IT is fitting that in the 200th anniversary year of the publication of Frankenstein artworks grown from living pig tissue are to be exhibited in Edinburgh.

They are part of Edinburgh International Science Festival which begins on Saturday and will also include the unveiling of a giant balloon sculpture at the National Museum of Scotland.

Created from around 30,000 balloons, it will be one of the biggest sculptures ever made by US artist Jason Hackenwerth, and will hang from the gallery and rotate to form a giant vortex.

The unveiling will help emphasis the role the arts now play in the science festival which will also see new commissions from Scottish-based artists Dennis and Debbie Club. Fergus Dunnet and Roy Shearer will also be part of the Existence: Life and Beyond exhibition at the museum.

Their installation will feature robotic creatures which mimic animal behaviour in response to the actions of the viewer while the Clubs’ artwork will allow audiences to step into the mind of an AI bot.

In addition, the festival has commissioned a new work for two to five-year-olds from award-winning Scottish theatre company Frozen Charlotte. It is described as a fascinating, funny and moving experience inspired by the adventures of real women in space.


FOR creative director Amanda Tyndall, there is no doubt that art provides new ways of looking at science.

“There is a bit of a stigma around the word ‘science’ – people are often put off by their early experience of it at school,” she said. “We are trying to demonstrate that science is part of nearly everything and trying to find ways to remove barriers to access.

“There is a large arts and culture absorbing public so we are using the arts to attract these audiences and talk about science in that context.”

Tyndall told The National: “We want to engage people with science so they can understand its relevance and how it can help them make decisions about their everyday life, whether it is to do with the environment or health.

“Art can provide new ways of looking at science-based issues and their moral and ethical implications.

“There is increasing recognition of the fact that we need really creative problem-solving approaches to the challenges that face us.

“And there is a growing body of evidence that arts-based learning in science is a very valuable way of building skills in young people and gives them the power to help them address these problems.

“We are trying to encourage them to consider STEM careers and by bringing in the arts it makes career options much more accessible and approachable to a wider range of young people.”


THESE can be viewed in a special contemporary art exhibition co-curated by the Edinburgh International Science Festival, Summerhall and ASCUS Art & Science and funded through the Scottish Government’s Edinburgh Festivals Expo Fund.

Synthetica will showcase the work of established international artists working in the field of bioart, including the renowned Marta de Menezes, Oron Catts, Ionat Zurr, Tarsh Bates and Ting-Tong Chang.
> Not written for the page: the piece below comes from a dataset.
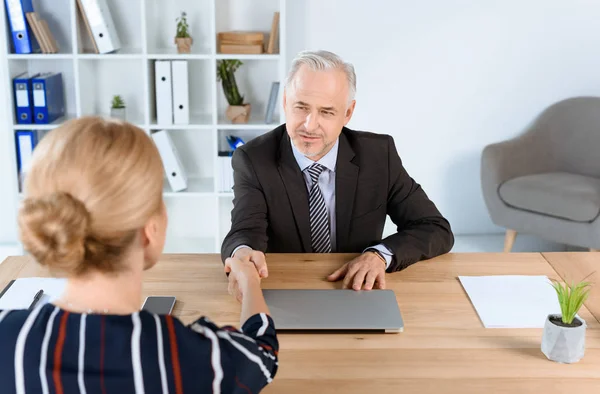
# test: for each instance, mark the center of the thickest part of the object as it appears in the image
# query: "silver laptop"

Through works derived using the tools, techniques and often living tissues of scientific research, Synthetica will explore how notions of the natural and the artificial may need to change in an era in which hybrid and synthetic life forms have come into existence.

Zurr and Catts will present their Pig Wings, created in 2000 and the first-ever wing-shaped objects grown using living pig tissue. Pig Wings was developed at the Tissue Engineering and Organ Fabrication Laboratory, Harvard Medical School and SymbioticA Laboratory at the University of Western Australia.

Following a residency at the UK Centre for Mammalian Synthetic Biology at the University of Edinburgh, Zurr and Catts, joined by Bates, will also present work-in-progress exhibition Crossing Kingdoms, exploring the products of cell fusion in synthetic biology.

It raises questions such as in what ways do cell fusions challenge our categories and understandings of life, and what are the impacts on the environment and society.


BASED in Lisbon, De Menezes is celebrated for her work at the intersection of art and biology, demonstrating the use of cutting-edge biological technologies as a new art medium.

Speaking following the launch of Synthetica, which presents a retrospective of her acclaimed works including Immortality for Two and The Origin of Species, she will discuss the idea of what we consider “natural” today and how the questions of our own identity can be explored in this work.

Another highlight of this year’s festival is ECOVILLE, an interactive exhibition on The Mound Precinct, powered by EDF. Free to drop into and open daily from 10am until 5pm between Saturday and April 15, it will invite audiences to explore a low-carbon future through a variety of hands-on activities and exhibits.

The exhibition will feature the innovations and ideas that could help the world move from the carbon age into a new future that embraces technological solutions and a mindful use of resources.

This 30th edition of the Edinburgh International Science Festival is themed around Life, the Universe and Everything. There will be almost 270 events for people of all ages, including discussions with world-renowned experts, hands-on activities and family days out.